Mohammed has also rethought a variety of physical mechanisms in his courtroom. For example, he created a hidden basket in the witness stand that gave a young sexual assault victim access to a tension ball that the jury would not see, over concerns it might prejudice their view of the case. He’s also added charging stations to keep peoples’ devices running.
“When people come into my courtroom, I want them to feel comfortable,” he said, adding, “As an electrical engineer, I’m trained to be a problem solver.”
He credits three judges in particular – Rabner, Caposela and Glenn Grant, the acting administrative director of the New Jersey Courts – with the “wisdom and vision to infuse courtroom technology during a public health crisis of this magnitude to ensure the judiciary, one of society’s most critical institutions, remains accessible to everyone.”
“We’re so tech-savvy as a society that this is in many ways a normal progression,” he noted.
Indeed, following passage of criminal justice reform legislation in 2016, the New Jersey judiciary began using videoconferencing to expedite bail reviews and first court appearances.
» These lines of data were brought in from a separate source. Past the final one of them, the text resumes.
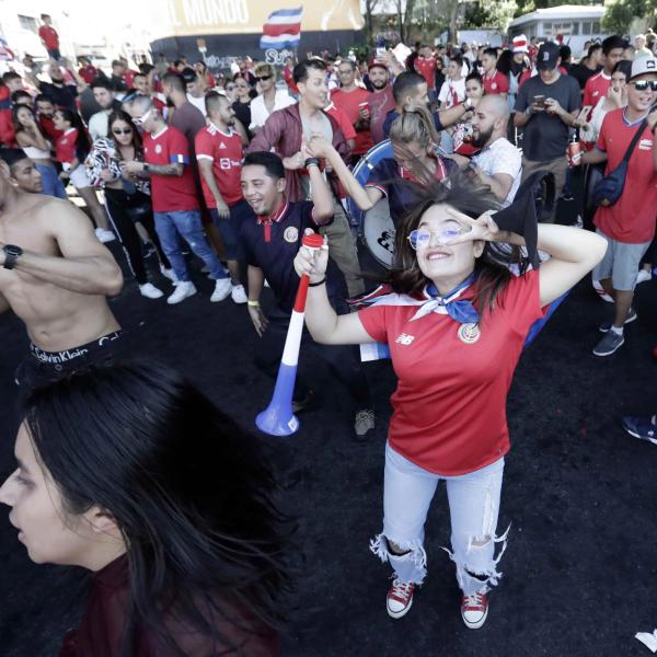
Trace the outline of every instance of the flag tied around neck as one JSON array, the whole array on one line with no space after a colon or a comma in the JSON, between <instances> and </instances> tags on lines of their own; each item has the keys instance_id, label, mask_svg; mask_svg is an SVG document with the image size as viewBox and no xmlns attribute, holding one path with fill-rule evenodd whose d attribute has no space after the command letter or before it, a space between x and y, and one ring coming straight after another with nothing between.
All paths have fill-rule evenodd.
<instances>
[{"instance_id":1,"label":"flag tied around neck","mask_svg":"<svg viewBox=\"0 0 657 657\"><path fill-rule=\"evenodd\" d=\"M433 299L425 301L419 307L418 311L411 318L411 322L419 320L431 312L437 312L439 314L448 314L460 324L476 324L480 321L480 314L472 304L472 301L459 299L473 281L474 274L471 274L453 290L445 295L445 297L439 297L436 286L433 283L429 284L426 291Z\"/></svg>"}]
</instances>

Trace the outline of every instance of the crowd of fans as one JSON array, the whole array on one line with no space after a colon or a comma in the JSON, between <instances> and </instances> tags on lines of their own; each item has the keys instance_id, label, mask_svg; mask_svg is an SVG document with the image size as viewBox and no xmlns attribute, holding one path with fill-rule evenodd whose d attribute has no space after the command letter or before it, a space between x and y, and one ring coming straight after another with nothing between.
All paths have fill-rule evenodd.
<instances>
[{"instance_id":1,"label":"crowd of fans","mask_svg":"<svg viewBox=\"0 0 657 657\"><path fill-rule=\"evenodd\" d=\"M302 344L315 349L348 388L358 440L376 420L356 345L388 343L400 388L385 456L384 527L371 544L395 573L388 613L407 613L424 579L424 523L437 482L445 479L461 613L466 626L481 627L488 613L487 592L499 577L502 555L495 556L495 544L506 545L507 533L496 533L508 451L504 407L527 332L592 269L600 297L614 306L593 347L596 356L609 357L624 344L625 325L636 319L635 286L653 276L655 34L639 35L633 45L619 35L591 43L577 64L567 45L520 35L503 48L418 43L405 61L389 49L366 61L308 54L298 62L288 59L277 71L245 57L230 71L211 72L203 60L181 56L169 61L163 55L135 67L117 59L111 71L87 59L73 66L61 58L49 22L42 31L50 59L39 66L27 56L21 72L5 72L0 85L0 228L7 230L0 232L0 252L3 268L15 268L9 274L0 269L0 311L12 308L27 325L31 354L16 381L24 391L37 390L26 393L15 476L26 480L32 471L32 485L41 489L53 479L58 504L91 519L83 532L65 531L61 552L55 555L32 543L35 561L72 560L90 569L111 568L101 570L104 579L92 598L96 606L62 655L92 654L101 635L112 644L122 641L127 612L115 610L113 622L102 630L102 608L107 588L120 588L128 569L132 611L140 619L129 625L130 641L141 646L135 654L169 655L162 645L173 642L185 654L209 655L210 639L229 648L251 641L255 643L244 654L276 654L272 629L279 614L273 588L285 588L287 578L278 563L283 539L267 497L268 474L254 454L234 459L241 434L226 428L227 418L170 371L124 366L76 374L89 358L112 356L123 339L104 301L120 289L122 275L100 245L115 239L140 293L148 299L166 296L169 304L197 293L189 258L194 254L203 261L214 280L210 301L230 297L245 306L261 337L255 364L272 377L285 358L299 277L308 275L309 332ZM357 174L362 158L384 139L390 140L388 150L370 162L364 180ZM611 198L610 174L623 166L620 193ZM546 181L543 194L553 188L555 203L540 208L533 233L522 232L519 227L533 207L534 181ZM45 201L41 195L59 200ZM83 201L87 219L71 209L69 197ZM360 297L355 307L348 300L366 292L367 280L359 262L358 219L350 208L367 214L383 200L392 234L396 232L387 276L392 287ZM567 204L577 209L565 220ZM42 244L34 235L46 214L62 219L53 222ZM35 222L30 237L11 228L19 215ZM505 224L507 218L515 223ZM560 226L564 223L569 226ZM300 249L303 234L315 231L324 238L320 254ZM18 235L15 246L10 245L12 234ZM540 267L534 256L544 261ZM150 258L157 258L157 267L148 266ZM442 261L454 263L449 276L440 274L447 266ZM9 278L14 275L30 275L32 291L19 295L15 279ZM44 297L41 308L34 303L27 309L25 296L41 293L46 285L57 287L60 298ZM265 285L275 298L266 313L260 303ZM79 300L84 296L95 299L94 306ZM504 303L488 315L498 296ZM74 322L65 327L64 311L66 321ZM410 345L420 331L414 327L422 325L414 322L427 314L447 316L448 323L436 320L434 328L425 327L415 343L420 355L411 358ZM91 316L102 321L88 322ZM55 318L59 335L43 331ZM476 379L480 361L463 346L480 337L491 356L482 380ZM440 376L428 365L437 359ZM69 378L62 381L65 376ZM65 402L58 397L62 391ZM427 391L433 395L430 417L428 402L419 401ZM298 380L293 411L311 407L314 394L312 381ZM101 423L93 414L103 395L123 401L116 402L120 412L103 411ZM146 413L141 406L132 408L136 400ZM87 419L78 426L54 419L78 418L80 408ZM161 414L157 420L152 408ZM221 427L222 434L232 433L224 452L208 451L216 437L200 428L199 418ZM171 436L183 431L178 422L187 423L184 431L198 442L197 452L191 446L184 450L195 452L188 463L171 461L177 453ZM624 418L624 424L647 439L657 428L655 416ZM136 436L148 436L153 453L130 451ZM107 468L99 482L85 471L87 457L72 458L71 468L80 469L77 479L57 452L84 456L90 446L97 447L94 458ZM125 462L116 459L123 453L128 454ZM221 462L238 502L218 489L206 495L198 486L209 484L198 481L197 487L184 488L186 477L215 476L203 469L208 459ZM183 469L180 479L170 471L172 463ZM150 469L157 484L145 486L130 468ZM237 484L241 472L244 479ZM3 485L0 499L13 507L18 527L24 522L20 527L30 546L19 480ZM112 494L116 481L126 482L129 494L161 516L152 520L145 517L146 507L126 508L125 496ZM218 506L204 506L208 500ZM233 504L229 519L218 517L218 509ZM105 508L113 515L104 514ZM238 509L253 518L251 527L238 518ZM104 543L94 543L99 533ZM194 542L191 558L192 552L180 544L185 538ZM234 563L227 556L232 540L240 555ZM73 558L73 553L85 556ZM212 558L231 565L204 583L197 565ZM153 585L157 577L160 589ZM226 591L220 596L208 593L221 587ZM177 590L183 598L176 598ZM170 618L154 631L172 600L180 603L184 620L172 623ZM221 611L226 604L233 614ZM186 632L185 624L196 634Z\"/></svg>"}]
</instances>

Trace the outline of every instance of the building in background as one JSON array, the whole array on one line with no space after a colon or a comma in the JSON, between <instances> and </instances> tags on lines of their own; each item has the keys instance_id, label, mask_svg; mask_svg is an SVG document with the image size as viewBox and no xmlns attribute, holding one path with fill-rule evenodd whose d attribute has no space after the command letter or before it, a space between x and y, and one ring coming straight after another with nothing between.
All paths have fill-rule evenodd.
<instances>
[{"instance_id":1,"label":"building in background","mask_svg":"<svg viewBox=\"0 0 657 657\"><path fill-rule=\"evenodd\" d=\"M346 50L362 38L362 15L358 0L166 0L151 16L151 50L157 58L181 56L191 61L207 48L206 64L214 71L228 69L237 58L253 59L281 66L290 49L263 50L260 39L267 16L277 10L303 5L300 57L312 51ZM205 42L205 46L203 43Z\"/></svg>"},{"instance_id":2,"label":"building in background","mask_svg":"<svg viewBox=\"0 0 657 657\"><path fill-rule=\"evenodd\" d=\"M508 32L511 38L526 34L529 38L539 36L556 42L561 37L577 56L586 42L608 36L600 25L603 15L602 4L562 4L518 16L509 23Z\"/></svg>"}]
</instances>

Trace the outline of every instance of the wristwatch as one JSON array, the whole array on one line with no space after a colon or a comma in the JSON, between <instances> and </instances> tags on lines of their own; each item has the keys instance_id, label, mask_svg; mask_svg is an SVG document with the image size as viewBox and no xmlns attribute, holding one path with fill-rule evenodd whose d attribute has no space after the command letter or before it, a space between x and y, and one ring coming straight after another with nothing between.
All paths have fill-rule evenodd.
<instances>
[{"instance_id":1,"label":"wristwatch","mask_svg":"<svg viewBox=\"0 0 657 657\"><path fill-rule=\"evenodd\" d=\"M4 251L4 264L2 266L5 269L13 269L19 257L23 255L23 250L15 244L5 244L2 251Z\"/></svg>"}]
</instances>

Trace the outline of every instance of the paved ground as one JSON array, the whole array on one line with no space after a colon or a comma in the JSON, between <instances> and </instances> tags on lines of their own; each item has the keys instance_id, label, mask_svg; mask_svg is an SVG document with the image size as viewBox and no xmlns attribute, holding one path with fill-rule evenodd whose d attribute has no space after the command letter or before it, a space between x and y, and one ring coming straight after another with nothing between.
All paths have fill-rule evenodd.
<instances>
[{"instance_id":1,"label":"paved ground","mask_svg":"<svg viewBox=\"0 0 657 657\"><path fill-rule=\"evenodd\" d=\"M113 251L120 258L114 246ZM251 362L257 339L246 310L209 302L210 284L170 308L142 299L134 283L112 302L141 354L163 358L253 426L272 383ZM657 448L625 435L619 417L657 410L652 348L657 333L657 281L639 288L639 321L621 351L597 359L597 324L610 307L583 283L526 351L509 395L514 448L507 459L499 527L512 522L484 629L459 614L443 489L427 526L429 576L410 614L385 614L388 570L368 552L381 527L388 397L387 364L368 369L378 399L378 427L366 445L350 438L345 392L321 364L323 404L284 442L301 481L286 493L300 517L304 567L284 654L311 656L446 655L519 657L649 654L633 636L657 626L654 500ZM12 469L16 416L12 372L25 354L21 323L0 316L0 474ZM327 422L330 420L330 422ZM31 564L0 514L0 655L56 654L83 602L82 574Z\"/></svg>"}]
</instances>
If the defendant pled guilty to charges, the case was resolved on the spot.
“We were able to automate the entire process within 48 hours,” McCarthy recounted.
Mohammed believes many routine matters will soon be transacted remotely.
“A lot of procedures that can be done virtually will be. My vision is that as people become accustomed to the technology, a remote presence may become the norm for making arguments, filing motions, pleading to charges and downgrading charges and paying fines,” he noted. “Because of the COVID-19 pandemic, the platforms are already there. So why should people have to take time off from work and spend several hours waiting for a simple matter to be heard?”